Хаджар снова промолчал. Он был уже далеко не молод, чтобы слепо верить своему сердцу. Слишком часто оно обманывало его.

– И я всегда хотела спросить – почему?

– Почему… что? – не понял Хаджар.

– Почему ты не испытываешь ненависти? Даже к Аглену… даже к Кань Дуну, – Лэтэя повернулась к нему. Её глубокие глаза цвета ночного неба, искрящегося разноцветными звездами, заглядывали ему глубоко в душу. – Ты преисполнен не ненависти, а… жалости. И каждый раз, когда твой меч проливает кровь, она выглядит иначе, чем у других. Будто твой меч… роняет слезы.

Хаджар отвернулся. Он смотрел на восток. Туда, где поднималось солнце. Его рука сама собой накрыла обручальный браслет, а в груди стало больно, так невыносимо больно, что ни один удар меча, клинка, копья, стрелы, топора, молота или кулака не мог сравниться с этой болью.
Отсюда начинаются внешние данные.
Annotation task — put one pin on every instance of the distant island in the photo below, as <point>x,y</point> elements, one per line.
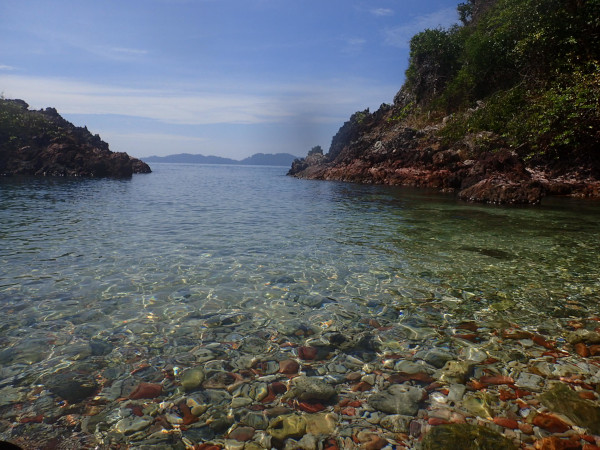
<point>258,159</point>
<point>43,143</point>
<point>500,109</point>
Хаджар предпочел бы, чтобы его пронзили тысячи оружий, но только не это чувство. Но оно его так и не покидало. Все эти годы. И все эти странствия.

– Как можно ненавидеть тех, кто слаб? – произнес он. – так однажды сказал… сказало существо. Из очень старых легенд.

– Легенд? Ты о ком.

Хаджар отнял руку от груди. Он так и не смог ответить на этот вопрос. Он не смог признать, что, как некогда Черный Генерал, так теперь и он – испытывал к своим противникам, врагам и тем, кто сбился с пути, лишь жалость, но не ненависть.

Примус, Солнцеликий, Морган Бесстрашный, Чин’Аме… он испытывал к ним лишь жалость и сожаление. Каждый из них, в своей собственной истории, был героем. Спасителем и освободителем. И для каждого из них Хаджар Дархан стал монстром и злодеем, отобравшим или уничтожившим все, что было ценно.

И единственная разница, что Хаджар – общий для них всех враг, был все еще жив.

Если бы Хаджар пал, то стал бы очередным, поверженным монстром в чьей-то героической истории, а пока он жил – все было наоборот.

Так как можно испытывать ненависть? Ненависть к собственным, кривым отражениям в разбитых зеркалах мира боевых искусств.

– Иногда я думаю, а когда и мне повстречается тот герой, для которого я останусь лишь монстром, желающим разрушить все, что дорого, – прошептал Хаджар.

– Монстром? – переспросила Лэтэя. – Ты никогда не был монстром, генерал.

Хаджар лишь улыбнулся. Чуть печальнее, чем того хотел.